Procedure 77 Volar Plating of Distal Radius Fractures
See Video 58: Volar Locking Plate Fixation for Distal Radius Fractures
Surgical Anatomy
Drawing of volar anatomy of forearm and wrist. The surgical interval is between the flexor carpi radialis (FCR) tendon and radial artery and brachioradialis (BR) insertion (Fig. 77-2).
The palmar cutaneous branch of the median nerve arises 5 cm proximal to the radial styloid between the palmaris longus and the FCR.
The flexor pollicis longus (FPL) muscle belly covers the pronator quadratus (PQ) and must be reflected from radial to ulnar.
The PQ muscle is sharply divided radially and is elevated from the distal radius to expose the fracture.
The BR inserts into the distal radius and may be detached to decrease the deforming forces on the distal fragment.
Exposures
An incision about 7 cm in length is made over the forearm between the radial artery and the FCR. The distal aspect of the incision stops at the volar wrist crease (Fig. 77-3). If the incision needs to be extended more distally, a V-shaped zigzag extension should be made.

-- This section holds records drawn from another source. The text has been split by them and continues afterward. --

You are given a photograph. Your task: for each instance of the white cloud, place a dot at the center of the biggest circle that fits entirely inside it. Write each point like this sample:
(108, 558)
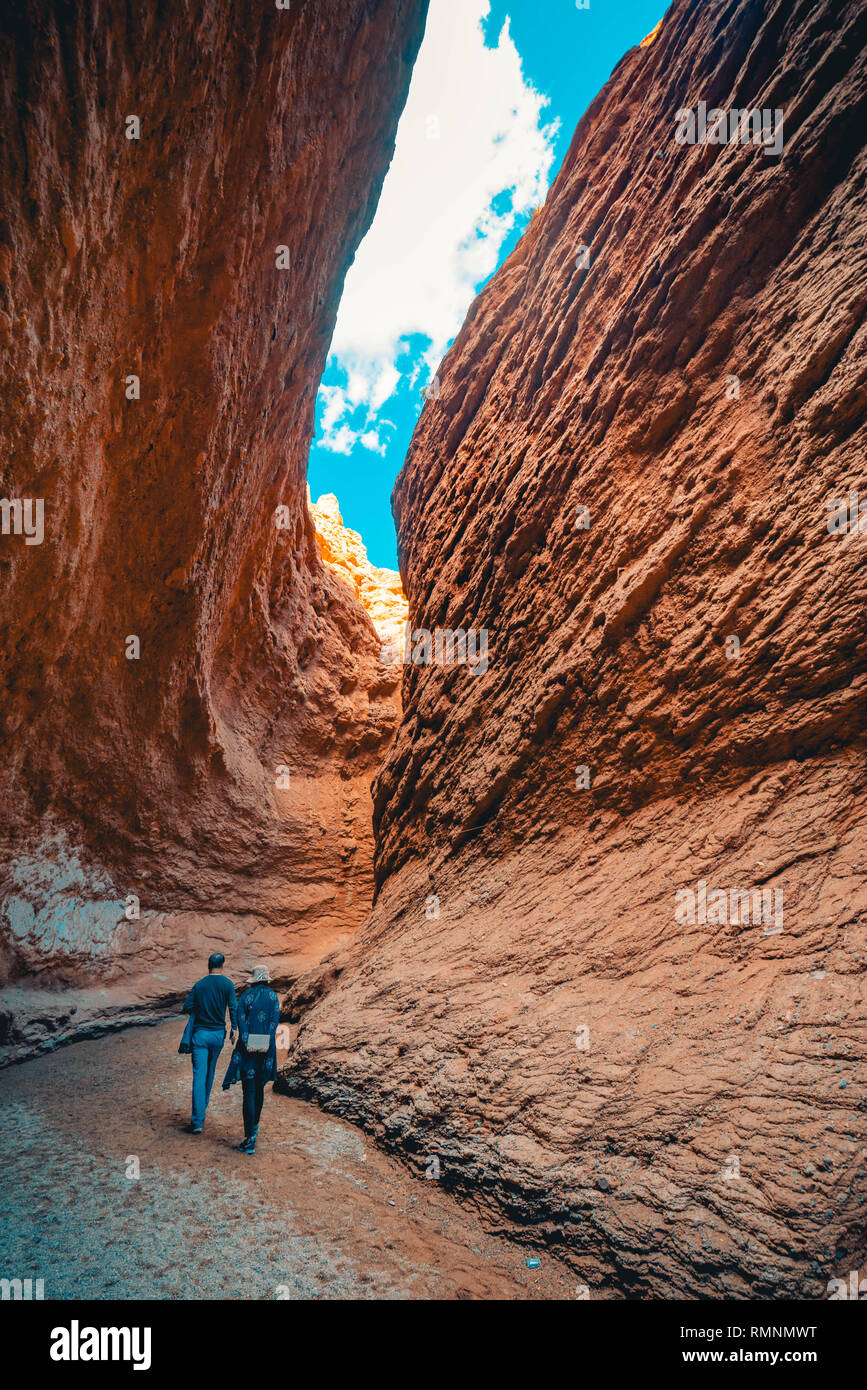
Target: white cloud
(436, 234)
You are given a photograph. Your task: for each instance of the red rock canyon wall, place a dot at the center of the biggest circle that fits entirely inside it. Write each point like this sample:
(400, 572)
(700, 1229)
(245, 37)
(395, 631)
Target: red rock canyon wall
(674, 1100)
(149, 769)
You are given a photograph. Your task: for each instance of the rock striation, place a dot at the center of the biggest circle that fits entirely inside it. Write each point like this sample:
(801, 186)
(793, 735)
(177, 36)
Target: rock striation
(193, 705)
(378, 590)
(641, 478)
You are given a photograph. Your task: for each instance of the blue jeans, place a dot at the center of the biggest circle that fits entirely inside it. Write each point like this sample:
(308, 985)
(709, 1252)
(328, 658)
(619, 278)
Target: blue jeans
(253, 1087)
(207, 1045)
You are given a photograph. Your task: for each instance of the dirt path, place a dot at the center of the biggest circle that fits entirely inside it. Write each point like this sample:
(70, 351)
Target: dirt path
(318, 1212)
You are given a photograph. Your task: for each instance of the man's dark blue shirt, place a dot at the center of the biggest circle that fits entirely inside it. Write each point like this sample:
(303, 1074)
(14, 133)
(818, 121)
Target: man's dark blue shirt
(209, 1000)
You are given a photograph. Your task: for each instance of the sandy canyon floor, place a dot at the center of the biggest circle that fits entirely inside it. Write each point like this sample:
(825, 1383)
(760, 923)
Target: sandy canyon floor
(317, 1212)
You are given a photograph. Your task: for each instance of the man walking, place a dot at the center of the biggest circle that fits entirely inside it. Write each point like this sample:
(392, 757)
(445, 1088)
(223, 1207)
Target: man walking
(254, 1058)
(207, 1002)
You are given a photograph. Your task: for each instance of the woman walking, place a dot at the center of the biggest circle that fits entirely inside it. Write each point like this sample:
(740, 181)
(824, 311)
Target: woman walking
(254, 1057)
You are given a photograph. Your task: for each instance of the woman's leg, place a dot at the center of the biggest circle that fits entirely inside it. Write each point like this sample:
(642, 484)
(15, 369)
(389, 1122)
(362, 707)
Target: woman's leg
(248, 1086)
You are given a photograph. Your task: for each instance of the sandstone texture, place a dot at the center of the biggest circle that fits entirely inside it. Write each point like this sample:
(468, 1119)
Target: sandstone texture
(217, 767)
(677, 345)
(380, 591)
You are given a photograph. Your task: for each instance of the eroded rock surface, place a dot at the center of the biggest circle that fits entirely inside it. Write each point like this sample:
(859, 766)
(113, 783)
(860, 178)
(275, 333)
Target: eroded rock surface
(675, 345)
(203, 259)
(378, 590)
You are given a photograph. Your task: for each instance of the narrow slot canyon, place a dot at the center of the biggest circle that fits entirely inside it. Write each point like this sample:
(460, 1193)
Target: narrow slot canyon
(553, 841)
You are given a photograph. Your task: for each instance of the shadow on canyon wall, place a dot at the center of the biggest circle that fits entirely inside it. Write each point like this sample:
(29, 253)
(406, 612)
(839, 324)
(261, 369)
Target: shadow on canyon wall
(571, 988)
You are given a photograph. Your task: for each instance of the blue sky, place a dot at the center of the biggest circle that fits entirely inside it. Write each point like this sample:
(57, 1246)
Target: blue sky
(496, 93)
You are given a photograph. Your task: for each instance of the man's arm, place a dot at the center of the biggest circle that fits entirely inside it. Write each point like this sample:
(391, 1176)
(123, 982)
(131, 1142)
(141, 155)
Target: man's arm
(232, 1004)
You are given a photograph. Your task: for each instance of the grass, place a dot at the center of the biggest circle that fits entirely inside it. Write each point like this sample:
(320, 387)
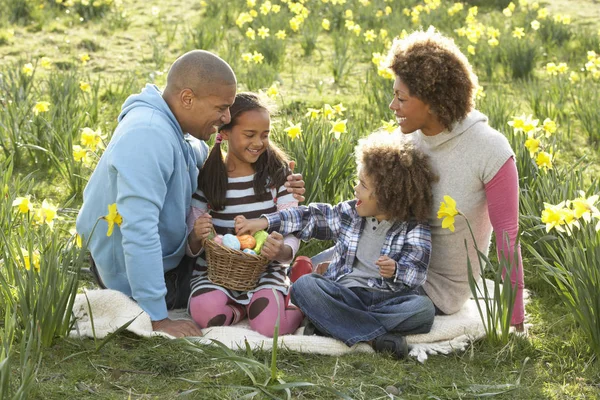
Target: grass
(554, 362)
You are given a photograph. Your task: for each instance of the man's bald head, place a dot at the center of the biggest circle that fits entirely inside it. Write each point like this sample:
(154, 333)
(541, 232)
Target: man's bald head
(199, 70)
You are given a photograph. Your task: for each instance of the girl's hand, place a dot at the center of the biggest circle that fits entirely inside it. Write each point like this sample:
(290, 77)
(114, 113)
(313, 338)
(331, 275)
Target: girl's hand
(202, 229)
(273, 246)
(295, 184)
(387, 266)
(245, 226)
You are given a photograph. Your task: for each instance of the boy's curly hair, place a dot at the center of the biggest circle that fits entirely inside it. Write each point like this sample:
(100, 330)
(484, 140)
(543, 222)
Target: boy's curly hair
(401, 175)
(435, 70)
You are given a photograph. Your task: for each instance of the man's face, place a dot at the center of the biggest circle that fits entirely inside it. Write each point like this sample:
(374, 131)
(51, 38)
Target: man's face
(209, 111)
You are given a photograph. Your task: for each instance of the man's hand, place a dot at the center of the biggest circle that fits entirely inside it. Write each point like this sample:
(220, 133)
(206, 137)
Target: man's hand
(202, 229)
(273, 247)
(177, 328)
(295, 184)
(387, 266)
(245, 226)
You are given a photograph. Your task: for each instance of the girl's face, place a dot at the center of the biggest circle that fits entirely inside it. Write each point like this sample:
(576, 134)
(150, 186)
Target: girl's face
(366, 205)
(413, 114)
(248, 138)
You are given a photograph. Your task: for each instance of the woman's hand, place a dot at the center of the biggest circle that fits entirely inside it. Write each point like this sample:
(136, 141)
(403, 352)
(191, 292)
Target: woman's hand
(202, 229)
(245, 226)
(387, 266)
(295, 184)
(273, 249)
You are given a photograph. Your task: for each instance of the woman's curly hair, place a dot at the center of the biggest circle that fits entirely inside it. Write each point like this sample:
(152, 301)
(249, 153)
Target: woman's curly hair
(435, 70)
(401, 174)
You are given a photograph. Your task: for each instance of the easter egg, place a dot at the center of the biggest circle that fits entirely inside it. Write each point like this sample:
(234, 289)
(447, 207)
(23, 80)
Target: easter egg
(231, 241)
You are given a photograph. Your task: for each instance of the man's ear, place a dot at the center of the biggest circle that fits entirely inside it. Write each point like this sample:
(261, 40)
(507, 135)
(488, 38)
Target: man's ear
(187, 98)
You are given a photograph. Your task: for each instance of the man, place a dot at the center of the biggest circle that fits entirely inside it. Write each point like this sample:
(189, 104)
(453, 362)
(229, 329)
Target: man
(150, 170)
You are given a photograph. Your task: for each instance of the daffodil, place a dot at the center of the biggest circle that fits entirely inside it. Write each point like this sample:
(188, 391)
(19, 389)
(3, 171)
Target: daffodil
(390, 126)
(46, 214)
(339, 108)
(90, 138)
(518, 33)
(27, 69)
(533, 145)
(338, 127)
(313, 113)
(328, 111)
(294, 130)
(544, 160)
(41, 107)
(113, 217)
(448, 211)
(554, 216)
(257, 57)
(281, 35)
(24, 204)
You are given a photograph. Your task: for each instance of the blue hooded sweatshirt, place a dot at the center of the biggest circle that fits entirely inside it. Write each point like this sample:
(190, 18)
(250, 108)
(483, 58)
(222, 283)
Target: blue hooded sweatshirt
(150, 170)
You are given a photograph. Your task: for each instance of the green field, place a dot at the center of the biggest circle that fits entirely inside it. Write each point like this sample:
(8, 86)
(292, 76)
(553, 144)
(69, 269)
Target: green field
(68, 65)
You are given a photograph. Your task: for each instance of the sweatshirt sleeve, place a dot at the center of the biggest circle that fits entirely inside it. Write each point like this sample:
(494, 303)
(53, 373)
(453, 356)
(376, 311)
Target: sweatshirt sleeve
(143, 169)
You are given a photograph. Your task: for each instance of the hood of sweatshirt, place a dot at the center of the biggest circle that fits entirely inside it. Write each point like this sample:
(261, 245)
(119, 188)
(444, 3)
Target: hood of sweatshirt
(473, 118)
(150, 97)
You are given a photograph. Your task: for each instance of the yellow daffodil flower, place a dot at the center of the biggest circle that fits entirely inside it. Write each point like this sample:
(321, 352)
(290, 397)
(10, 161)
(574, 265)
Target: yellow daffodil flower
(41, 107)
(294, 130)
(113, 217)
(533, 145)
(338, 127)
(544, 160)
(24, 204)
(448, 211)
(281, 35)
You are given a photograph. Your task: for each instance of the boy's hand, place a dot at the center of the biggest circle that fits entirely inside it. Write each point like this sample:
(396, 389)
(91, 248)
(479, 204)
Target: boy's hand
(273, 246)
(295, 184)
(387, 266)
(202, 229)
(245, 226)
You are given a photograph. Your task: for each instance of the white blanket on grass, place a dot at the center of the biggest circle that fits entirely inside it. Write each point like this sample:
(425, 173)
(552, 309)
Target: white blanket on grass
(112, 309)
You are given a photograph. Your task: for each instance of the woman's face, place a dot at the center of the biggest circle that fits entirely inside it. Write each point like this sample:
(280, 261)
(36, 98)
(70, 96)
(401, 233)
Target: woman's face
(413, 114)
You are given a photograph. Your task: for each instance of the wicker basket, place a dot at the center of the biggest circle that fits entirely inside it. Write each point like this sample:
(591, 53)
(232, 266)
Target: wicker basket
(233, 269)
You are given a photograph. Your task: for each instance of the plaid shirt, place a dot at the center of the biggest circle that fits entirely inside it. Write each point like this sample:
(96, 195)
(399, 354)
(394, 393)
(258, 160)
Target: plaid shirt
(408, 243)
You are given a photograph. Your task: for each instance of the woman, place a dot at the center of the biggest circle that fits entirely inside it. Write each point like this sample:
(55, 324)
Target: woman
(433, 101)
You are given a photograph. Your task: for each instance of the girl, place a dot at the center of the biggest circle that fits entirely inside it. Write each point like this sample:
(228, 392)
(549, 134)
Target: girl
(248, 181)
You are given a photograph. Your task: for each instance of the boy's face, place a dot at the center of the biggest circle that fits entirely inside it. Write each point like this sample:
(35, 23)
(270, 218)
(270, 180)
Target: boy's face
(366, 205)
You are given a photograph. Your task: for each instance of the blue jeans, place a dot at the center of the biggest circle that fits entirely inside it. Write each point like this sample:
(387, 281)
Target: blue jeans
(357, 314)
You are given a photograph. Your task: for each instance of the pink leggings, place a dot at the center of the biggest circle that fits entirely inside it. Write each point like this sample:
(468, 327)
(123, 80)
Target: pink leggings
(215, 308)
(502, 194)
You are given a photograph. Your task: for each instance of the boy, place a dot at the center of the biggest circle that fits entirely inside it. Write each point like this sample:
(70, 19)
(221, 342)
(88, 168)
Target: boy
(383, 243)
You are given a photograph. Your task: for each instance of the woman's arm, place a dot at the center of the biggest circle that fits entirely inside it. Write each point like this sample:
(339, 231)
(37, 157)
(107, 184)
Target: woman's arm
(502, 193)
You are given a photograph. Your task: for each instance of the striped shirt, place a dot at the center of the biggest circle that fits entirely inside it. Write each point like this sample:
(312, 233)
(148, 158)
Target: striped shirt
(408, 243)
(242, 200)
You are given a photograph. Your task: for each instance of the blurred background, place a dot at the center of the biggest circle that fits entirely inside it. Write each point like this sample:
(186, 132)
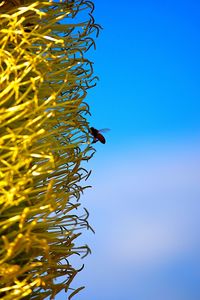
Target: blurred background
(144, 204)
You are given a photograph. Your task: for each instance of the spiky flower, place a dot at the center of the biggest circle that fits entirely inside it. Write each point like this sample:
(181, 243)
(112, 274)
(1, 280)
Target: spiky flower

The FCR tendon is exposed and released from its sheath. The dissection should remain on the radial aspect of the FCR (Fig. 77-4).
The radial artery and its accompanying venae comitantes are exposed and retracted radially. All ulnar crossing vessels are coagulated (Fig. 77-5).
The PQ is elevated from the distal radius by making an L-shaped incision and releasing it radially and distally (Fig. 77-6). The PQ is sharply released from the radius to expose the fracture (Fig. 77-7).
Pearls
It is helpful to mobilize the radial artery and ligate its small crossing branches during the exposure. This minimizes bleeding and also allows for better exposure of the BR for release.
Do not take the reflection of the soft tissue too far distally on the radius. This may result in release of the volar carpal ligaments from the distal radius and induce carpal instability.
Procedure
Step 1
The volar radius is exposed, and the distal fragment is exposed by releasing the BR tendon. The distal fragment is usually displaced dorsally (Fig. 77-8).
A Freer elevator may be used to lever the distal fragment for fracture reduction (Fig. 77-9). The elevator should be inserted to the dorsal cortex to completely disimpact the distal fragment to aid in reduction.